The Wake Up Call (part 1.18)
Chapter 1.18: Reflection
The heavy security door hung more heavy and secure than ever. Its fingers of bolts returning into cold frame of the technician's lab. The faint drone from holograms seemed to boom like over-amp'd whale song during a heavy metal concert. Dust and thoughts filled the room with an uneasy presence. It was an atmosphere of sorrow, of regret and loss. The bulky hi-tech benches and sprawling wigs of colour-coded cables had now given up their company and their magic of entertainment, of being a being; or at least a virtual substitute for one.
Footsteps pounded from the hard floor as a dark, slouching figure crossed it. It threw off its damp outer trench coat and left a trail of mud prints behind. The rays of coloured light traced out the silhouette of a tall, long haired man cradling his head in his hand. He watched the auto droid draw a polygon round the room. It's motors whirled at each turning point before accelerating at an angle.
* BEEP * INCOMING TRANSMISSION *
The figure looked up with an expression of fatigue.
"Vid: Ident." he muttered.
The main view screen awoke into action. Over a background of trance-inducing images and movement a tracer overlay window popped up and begin its semi-auto procedure. A myriad of nodes, of trees and of domain hashing searches began.
The figure sat there impatiently, drumming his old, blistered fingers on the arm-rest of his favourite chair. A glance above and to both sides of the main screen gave him all the information he needed.
"Vid: Bandwidth split. Reconnect and init quant-decipher."

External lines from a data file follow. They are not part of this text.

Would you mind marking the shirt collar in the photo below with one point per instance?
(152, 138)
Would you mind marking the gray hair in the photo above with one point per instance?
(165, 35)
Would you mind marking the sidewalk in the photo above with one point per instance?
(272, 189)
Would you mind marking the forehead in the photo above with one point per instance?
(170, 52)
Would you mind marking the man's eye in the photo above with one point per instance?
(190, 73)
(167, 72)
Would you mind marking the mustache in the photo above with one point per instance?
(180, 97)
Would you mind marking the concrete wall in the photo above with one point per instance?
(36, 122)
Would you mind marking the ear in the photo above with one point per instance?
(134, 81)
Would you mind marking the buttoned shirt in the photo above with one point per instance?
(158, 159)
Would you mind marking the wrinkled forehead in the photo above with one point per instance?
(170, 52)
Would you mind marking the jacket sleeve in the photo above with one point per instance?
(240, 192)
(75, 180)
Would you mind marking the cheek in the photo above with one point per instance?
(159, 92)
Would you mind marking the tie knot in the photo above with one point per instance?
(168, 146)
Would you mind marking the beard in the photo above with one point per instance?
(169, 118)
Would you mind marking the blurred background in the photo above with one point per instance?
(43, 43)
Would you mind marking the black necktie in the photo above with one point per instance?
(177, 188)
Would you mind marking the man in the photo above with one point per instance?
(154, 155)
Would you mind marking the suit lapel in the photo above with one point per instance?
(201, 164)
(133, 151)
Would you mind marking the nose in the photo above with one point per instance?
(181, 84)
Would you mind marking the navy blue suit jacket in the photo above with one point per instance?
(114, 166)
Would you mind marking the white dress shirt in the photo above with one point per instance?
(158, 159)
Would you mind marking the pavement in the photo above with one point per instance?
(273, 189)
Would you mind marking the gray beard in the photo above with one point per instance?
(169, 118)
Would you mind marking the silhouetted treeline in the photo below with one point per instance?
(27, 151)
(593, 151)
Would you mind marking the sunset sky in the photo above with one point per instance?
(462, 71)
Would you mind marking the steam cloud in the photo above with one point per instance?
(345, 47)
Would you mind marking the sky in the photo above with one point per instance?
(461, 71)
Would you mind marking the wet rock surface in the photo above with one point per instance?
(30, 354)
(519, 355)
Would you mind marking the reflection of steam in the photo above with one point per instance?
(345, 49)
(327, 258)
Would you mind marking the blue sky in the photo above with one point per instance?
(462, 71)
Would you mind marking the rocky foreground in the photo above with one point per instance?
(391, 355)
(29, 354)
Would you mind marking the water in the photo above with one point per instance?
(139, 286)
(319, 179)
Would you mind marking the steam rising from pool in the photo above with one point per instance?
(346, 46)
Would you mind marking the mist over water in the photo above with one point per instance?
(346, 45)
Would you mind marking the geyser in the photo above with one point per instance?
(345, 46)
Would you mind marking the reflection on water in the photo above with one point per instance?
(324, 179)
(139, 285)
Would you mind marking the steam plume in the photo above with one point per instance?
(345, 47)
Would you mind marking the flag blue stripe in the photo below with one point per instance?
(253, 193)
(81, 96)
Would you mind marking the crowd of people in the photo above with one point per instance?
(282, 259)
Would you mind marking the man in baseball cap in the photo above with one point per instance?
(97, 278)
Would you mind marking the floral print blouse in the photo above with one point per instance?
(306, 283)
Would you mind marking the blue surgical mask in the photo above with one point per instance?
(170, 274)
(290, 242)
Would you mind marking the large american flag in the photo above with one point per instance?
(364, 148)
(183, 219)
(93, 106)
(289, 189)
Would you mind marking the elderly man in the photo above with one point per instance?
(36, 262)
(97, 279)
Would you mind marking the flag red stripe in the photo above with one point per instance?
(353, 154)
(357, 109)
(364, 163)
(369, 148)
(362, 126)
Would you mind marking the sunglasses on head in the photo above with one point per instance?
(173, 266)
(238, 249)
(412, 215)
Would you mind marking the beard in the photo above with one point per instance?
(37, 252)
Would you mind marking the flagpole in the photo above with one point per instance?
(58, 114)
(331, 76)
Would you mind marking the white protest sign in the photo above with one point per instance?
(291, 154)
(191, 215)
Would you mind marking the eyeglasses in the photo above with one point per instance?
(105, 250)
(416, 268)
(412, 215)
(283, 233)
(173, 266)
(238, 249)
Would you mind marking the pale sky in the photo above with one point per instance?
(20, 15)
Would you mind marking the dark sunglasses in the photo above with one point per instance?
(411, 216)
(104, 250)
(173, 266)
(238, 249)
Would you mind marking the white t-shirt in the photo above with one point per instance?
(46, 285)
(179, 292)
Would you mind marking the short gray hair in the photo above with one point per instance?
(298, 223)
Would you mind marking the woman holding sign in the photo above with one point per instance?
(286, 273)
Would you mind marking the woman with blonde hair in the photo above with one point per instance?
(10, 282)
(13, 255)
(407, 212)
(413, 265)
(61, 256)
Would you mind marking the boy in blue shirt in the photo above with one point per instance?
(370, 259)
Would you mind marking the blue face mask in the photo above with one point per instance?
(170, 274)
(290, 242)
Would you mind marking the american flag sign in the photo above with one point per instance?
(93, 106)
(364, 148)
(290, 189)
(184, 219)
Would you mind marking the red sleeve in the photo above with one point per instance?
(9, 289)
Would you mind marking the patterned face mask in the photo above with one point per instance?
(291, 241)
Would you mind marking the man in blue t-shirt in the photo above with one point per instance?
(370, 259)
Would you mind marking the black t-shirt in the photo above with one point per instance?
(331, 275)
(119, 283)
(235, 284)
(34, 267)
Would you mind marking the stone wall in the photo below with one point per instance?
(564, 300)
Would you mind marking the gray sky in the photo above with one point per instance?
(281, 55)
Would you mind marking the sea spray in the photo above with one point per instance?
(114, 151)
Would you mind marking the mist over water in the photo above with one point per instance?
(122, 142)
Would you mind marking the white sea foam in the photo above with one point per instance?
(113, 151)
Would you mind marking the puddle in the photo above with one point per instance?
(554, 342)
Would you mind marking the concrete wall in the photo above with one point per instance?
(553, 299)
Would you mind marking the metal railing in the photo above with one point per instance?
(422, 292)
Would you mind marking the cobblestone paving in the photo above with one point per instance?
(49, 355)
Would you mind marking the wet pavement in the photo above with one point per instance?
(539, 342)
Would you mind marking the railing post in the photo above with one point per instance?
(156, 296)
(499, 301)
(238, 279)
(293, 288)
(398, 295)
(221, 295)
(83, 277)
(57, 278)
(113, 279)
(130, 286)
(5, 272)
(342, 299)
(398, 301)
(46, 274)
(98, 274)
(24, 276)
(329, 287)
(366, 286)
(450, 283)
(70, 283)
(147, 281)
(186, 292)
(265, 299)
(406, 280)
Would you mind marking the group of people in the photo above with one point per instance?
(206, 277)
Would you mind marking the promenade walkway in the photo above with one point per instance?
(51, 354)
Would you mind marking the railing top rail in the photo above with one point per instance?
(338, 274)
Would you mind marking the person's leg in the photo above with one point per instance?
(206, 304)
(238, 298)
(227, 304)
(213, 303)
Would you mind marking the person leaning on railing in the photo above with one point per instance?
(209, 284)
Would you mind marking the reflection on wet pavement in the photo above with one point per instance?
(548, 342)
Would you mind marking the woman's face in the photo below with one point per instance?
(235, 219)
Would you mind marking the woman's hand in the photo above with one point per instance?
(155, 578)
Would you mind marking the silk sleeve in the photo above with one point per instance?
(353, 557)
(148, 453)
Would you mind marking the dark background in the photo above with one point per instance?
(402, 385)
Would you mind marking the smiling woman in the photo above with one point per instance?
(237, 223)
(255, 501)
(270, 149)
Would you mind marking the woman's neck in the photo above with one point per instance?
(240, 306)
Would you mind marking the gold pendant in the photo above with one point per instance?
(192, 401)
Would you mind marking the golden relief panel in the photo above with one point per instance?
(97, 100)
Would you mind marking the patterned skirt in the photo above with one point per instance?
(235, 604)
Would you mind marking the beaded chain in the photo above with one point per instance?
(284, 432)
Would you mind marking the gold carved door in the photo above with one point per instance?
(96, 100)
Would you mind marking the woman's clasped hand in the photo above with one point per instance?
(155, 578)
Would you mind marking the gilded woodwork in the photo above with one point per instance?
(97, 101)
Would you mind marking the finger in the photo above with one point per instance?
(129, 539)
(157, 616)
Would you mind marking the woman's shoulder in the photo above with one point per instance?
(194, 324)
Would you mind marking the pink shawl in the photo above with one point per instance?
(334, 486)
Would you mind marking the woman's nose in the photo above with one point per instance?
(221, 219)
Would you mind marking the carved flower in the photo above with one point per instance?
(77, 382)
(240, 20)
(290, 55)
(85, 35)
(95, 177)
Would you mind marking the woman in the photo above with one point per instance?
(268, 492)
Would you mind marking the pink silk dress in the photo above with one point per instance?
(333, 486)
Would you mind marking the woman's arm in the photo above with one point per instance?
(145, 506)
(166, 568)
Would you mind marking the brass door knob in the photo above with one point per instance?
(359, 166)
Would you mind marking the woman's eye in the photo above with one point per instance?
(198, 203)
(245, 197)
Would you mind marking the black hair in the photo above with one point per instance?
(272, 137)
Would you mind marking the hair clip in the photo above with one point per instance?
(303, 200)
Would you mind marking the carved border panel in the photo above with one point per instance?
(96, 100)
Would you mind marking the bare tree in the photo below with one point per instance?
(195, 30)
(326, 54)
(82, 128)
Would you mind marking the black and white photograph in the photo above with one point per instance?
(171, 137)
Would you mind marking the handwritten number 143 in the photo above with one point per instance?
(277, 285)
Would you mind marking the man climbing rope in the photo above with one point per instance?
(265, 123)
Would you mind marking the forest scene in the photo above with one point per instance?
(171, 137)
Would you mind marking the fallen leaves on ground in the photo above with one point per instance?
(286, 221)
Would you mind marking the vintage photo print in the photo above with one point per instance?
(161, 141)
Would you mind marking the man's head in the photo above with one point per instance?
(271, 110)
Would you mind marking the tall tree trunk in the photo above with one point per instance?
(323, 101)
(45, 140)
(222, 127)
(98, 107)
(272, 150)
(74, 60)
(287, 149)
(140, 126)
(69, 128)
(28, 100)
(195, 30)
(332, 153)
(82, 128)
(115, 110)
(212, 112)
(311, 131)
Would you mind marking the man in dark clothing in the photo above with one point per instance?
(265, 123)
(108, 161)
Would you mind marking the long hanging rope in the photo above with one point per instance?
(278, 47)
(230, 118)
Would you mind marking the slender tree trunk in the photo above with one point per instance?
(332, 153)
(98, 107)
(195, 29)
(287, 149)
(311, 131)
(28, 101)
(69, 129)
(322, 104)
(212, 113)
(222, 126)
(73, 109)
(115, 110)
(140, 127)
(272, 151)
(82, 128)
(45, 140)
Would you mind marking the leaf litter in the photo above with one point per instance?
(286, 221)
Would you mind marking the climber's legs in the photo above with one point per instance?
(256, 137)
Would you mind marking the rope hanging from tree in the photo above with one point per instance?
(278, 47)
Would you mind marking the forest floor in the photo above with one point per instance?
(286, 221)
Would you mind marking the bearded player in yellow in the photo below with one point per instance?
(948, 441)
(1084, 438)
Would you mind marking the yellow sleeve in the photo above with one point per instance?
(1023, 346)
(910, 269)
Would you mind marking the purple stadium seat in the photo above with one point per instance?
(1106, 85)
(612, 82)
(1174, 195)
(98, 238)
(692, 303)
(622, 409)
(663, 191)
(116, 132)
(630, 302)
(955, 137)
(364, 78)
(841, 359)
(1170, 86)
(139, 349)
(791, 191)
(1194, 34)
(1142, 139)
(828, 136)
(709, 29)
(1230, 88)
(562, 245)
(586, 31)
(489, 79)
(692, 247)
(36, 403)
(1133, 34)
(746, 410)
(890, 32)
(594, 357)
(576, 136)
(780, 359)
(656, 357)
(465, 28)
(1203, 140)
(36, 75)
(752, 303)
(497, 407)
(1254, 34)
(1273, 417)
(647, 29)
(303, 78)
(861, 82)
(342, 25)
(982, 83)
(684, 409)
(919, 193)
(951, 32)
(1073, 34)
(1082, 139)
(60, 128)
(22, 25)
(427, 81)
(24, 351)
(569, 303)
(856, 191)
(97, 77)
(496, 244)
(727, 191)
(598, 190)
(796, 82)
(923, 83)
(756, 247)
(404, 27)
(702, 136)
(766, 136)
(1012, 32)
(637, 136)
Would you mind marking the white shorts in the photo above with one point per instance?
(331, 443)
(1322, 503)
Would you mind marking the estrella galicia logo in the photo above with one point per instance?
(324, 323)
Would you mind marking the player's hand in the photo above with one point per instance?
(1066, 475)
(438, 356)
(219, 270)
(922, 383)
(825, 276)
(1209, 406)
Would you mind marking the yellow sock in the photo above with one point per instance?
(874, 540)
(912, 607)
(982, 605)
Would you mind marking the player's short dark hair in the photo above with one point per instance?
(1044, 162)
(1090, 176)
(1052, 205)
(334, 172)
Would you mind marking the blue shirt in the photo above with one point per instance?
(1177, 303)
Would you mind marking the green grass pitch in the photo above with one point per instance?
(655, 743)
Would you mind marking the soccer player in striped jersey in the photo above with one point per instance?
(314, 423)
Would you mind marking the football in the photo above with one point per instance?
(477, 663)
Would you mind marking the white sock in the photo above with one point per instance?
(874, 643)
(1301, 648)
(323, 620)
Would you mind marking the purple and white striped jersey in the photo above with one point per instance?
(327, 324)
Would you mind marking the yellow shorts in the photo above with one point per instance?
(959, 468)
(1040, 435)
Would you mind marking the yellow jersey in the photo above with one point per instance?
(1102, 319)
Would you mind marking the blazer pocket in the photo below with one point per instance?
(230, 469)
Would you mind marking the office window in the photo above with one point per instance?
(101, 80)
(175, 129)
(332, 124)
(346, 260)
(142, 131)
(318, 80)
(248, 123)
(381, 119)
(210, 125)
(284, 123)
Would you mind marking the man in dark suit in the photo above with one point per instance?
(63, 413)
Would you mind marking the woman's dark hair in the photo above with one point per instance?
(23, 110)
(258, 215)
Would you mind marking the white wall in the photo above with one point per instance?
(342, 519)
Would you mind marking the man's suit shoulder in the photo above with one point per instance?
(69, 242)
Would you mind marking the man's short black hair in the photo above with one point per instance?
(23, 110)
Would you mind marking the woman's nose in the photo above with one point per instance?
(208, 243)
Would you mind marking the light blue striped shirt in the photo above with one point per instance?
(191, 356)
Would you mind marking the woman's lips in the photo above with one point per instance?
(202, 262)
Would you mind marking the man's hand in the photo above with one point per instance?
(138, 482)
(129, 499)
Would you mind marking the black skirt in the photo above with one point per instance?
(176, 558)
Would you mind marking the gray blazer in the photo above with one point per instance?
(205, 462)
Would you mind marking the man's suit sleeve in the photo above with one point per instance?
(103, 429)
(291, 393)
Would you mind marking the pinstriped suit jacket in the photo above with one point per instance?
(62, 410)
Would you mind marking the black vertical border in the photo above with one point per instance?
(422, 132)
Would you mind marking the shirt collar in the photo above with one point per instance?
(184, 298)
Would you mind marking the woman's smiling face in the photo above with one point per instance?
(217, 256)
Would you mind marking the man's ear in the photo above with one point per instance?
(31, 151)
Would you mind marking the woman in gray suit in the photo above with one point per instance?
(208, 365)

The keyboard chatted away like an army of irate beetles beneath his ash fingers, chewing away in a well rehearsed scheme at the almost blank lettered keys. Their aged micro springs barely managing to pop back into place before another digit struck them.
* BEEP * INCOMING TRANSMISSION *
He had to work fast. The caller would either bail out of the connection or flood it with erroneous noise in an attempt to play hardball. The lines of data cascaded down to be refilled with route maps, EQ graphs and a home-brew sniffer matrix.
* BEEP * CALLER POLYMORPH AGENT DETECTED
"Fuck!"
The figure shifted position in the chair, perching on the edge like an expectant hen, ready to lay a golden data egg. Who ever the caller was, he had some cutting edge hardware and was eager to show it off.
"Vid: Reduce line gain. Com: Geo-trace using sat-1 tap."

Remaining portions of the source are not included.